Voilà une semaine que le groupement national a pris forme. Tout d’abord, nous tenons à vous remercier de suivre le mouvement, le suivi va bien au-delà de nos espérances ce qui nous pousse à croire qu’on soit enfin entendu. Pour durer dans le temps jusqu’à une nette amélioration de notre exercice d’infirmiers libéraux, il nous faut être patients.
Il ressort les revendications suivantes :
• revalorisation IFD/Ik : l’absurdité de la différence des IFD entre professionnels de santé nous afflige tous. Nous ne sommes pas égaux en fonction de notre profession sur le simple fait de se déplacer. L’envolée des prix du carburant nous conduit à réclamer une IFD à 5€ et le doublement des Ik
• revalorisation AMI: si l’AMI avait suivi l’inflation, il tournerai autour de 4€. Il nous semble légitime de le revendiquer à ce montant
• BSI : nous nous sommes posé la question de l’abolir tout simplement et le débat existe là-dessus. Nous ne manquerons pas de revenir sonder les groupes régionaux pour connaître la position de chacun. Il ressort aujourd’hui une volonté de supprimer l’algorithme, de permettre le règlement de tous les praticiens sur une même journée et de revendiquer les tarifs comme suit : BSA 25€ ; BSB 38€ ; BSC 50€. Tout ceci mérite débat et nous voulons des remontées de tous.

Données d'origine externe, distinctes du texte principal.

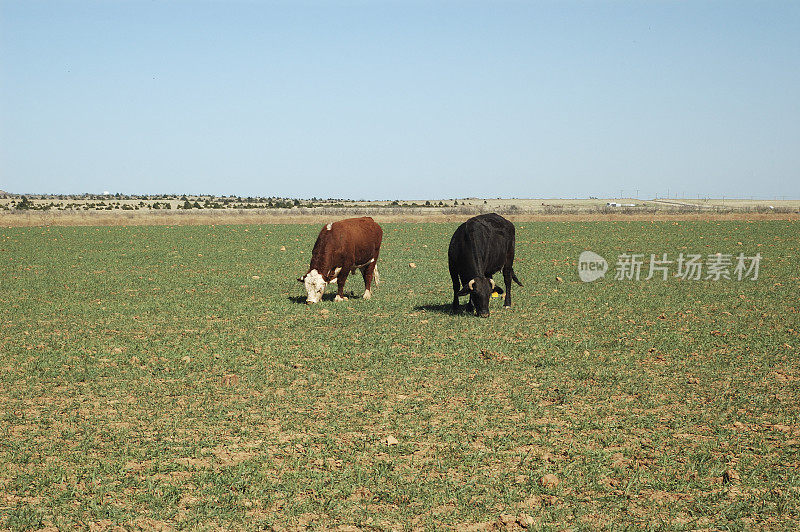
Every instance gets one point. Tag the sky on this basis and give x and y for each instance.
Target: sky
(401, 99)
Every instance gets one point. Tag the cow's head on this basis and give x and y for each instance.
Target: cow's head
(480, 290)
(315, 286)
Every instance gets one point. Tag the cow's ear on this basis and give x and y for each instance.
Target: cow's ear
(467, 288)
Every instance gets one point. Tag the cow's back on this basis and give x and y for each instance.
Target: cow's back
(485, 240)
(349, 242)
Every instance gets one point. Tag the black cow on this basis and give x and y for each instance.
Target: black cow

• réétude NGAP avec création nouveaux soins : comment coter aujourd’hui en toute tranquillité une pose de bas de contention, l’administration de collyres, la pose de capteur glycémique… comment être réglé dans la gestion d’un cas d’urgence avec tout ce que cela nécessite ? Beaucoup de soins sont effectués en silence, les exiger dans la NGAP nous paraît essentiel. Aussi, une réévaluation tous les 5 ans de la NGAP nous semble être une bonne idée pour être au plus juste vis à vis de ceux qui s’en servent tous les jours
• arrêt décote : tous les groupes ont communiqué la dessus parce que c’est une demande très forte de notre profession. Maintenant que chacun a pu s’informer du pourquoi de cette décote, il nous semble malgré tout pas excessif de réclamer une décote 100 % - 75 % - 50 %. Ceci est justifié en s’appuyant sur la continuité des soins qui nous est imposée à nous et nous seul dans le secteur de la santé, cette continuité qui nous a fait aller au charbon sur la pandémie récente pendant que d’autres professionnels paramédicaux était tenus de rester confinés.
• cotisation URSSAF : il remonte des régions l’impression de payer beaucoup de charges sociales. Là-dessus, nous sommes tous d’accord mais il nous faut comprendre à quel droit nous donne accès ces cotisations et c’est là que le bât blesse. Nous payons sans savoir ce que nous payons, les relevés étant pas des plus simples à comprendre
• CARPIMKO et retraite : notre caisse de retraite est une des plus forte de notre pays, elle s’auto-suffit et pour cause. Les cotisations sont élevées pour un retour moindre, et cela sans compter sur l’âge du départ à la retraite, et le peu d’année de retraite, puisque notre espérance de vie est plus faible que la moyenne nationale. Il semble légitime de réclamer la retraite à 62 ans avec prise en compte de la pénibilité pour un départ à 60 ans. A contrario, réduire notre cotisation pour la rapprocher de ce qu’elle nous offre une fois la retraite obtenue. Aussi, être reconnu BAC +3 puisque ce sont les études nécessaires aujourd’hui pour les organismes de retraites.
• abrogation PLFSS et de la réciprocité des indus
• retrait plafonnement km, chaque km effectué mérite rémunération, nous ne nous promenons pas pour toucher les Ik
• autorisation de stationnement pour la profession
• réflexion autour des IPA, condition d’accès, bénéfice pour la profession ? Compensation des déserts médicaux de plus en plus nombreux ? Responsabilité juridique des actes faits ?
• Récupérer le monopole des soins de Ville : la pandémie a offert à tous la possibilité de devenir soignant, les pharmaciens sont autorisés à effectuer de plus en plus de soins propres à notre métier au détriment de notre corporation (campagne vaccinale aujourd’hui, PRADO demain, piluliers et pansements chroniques).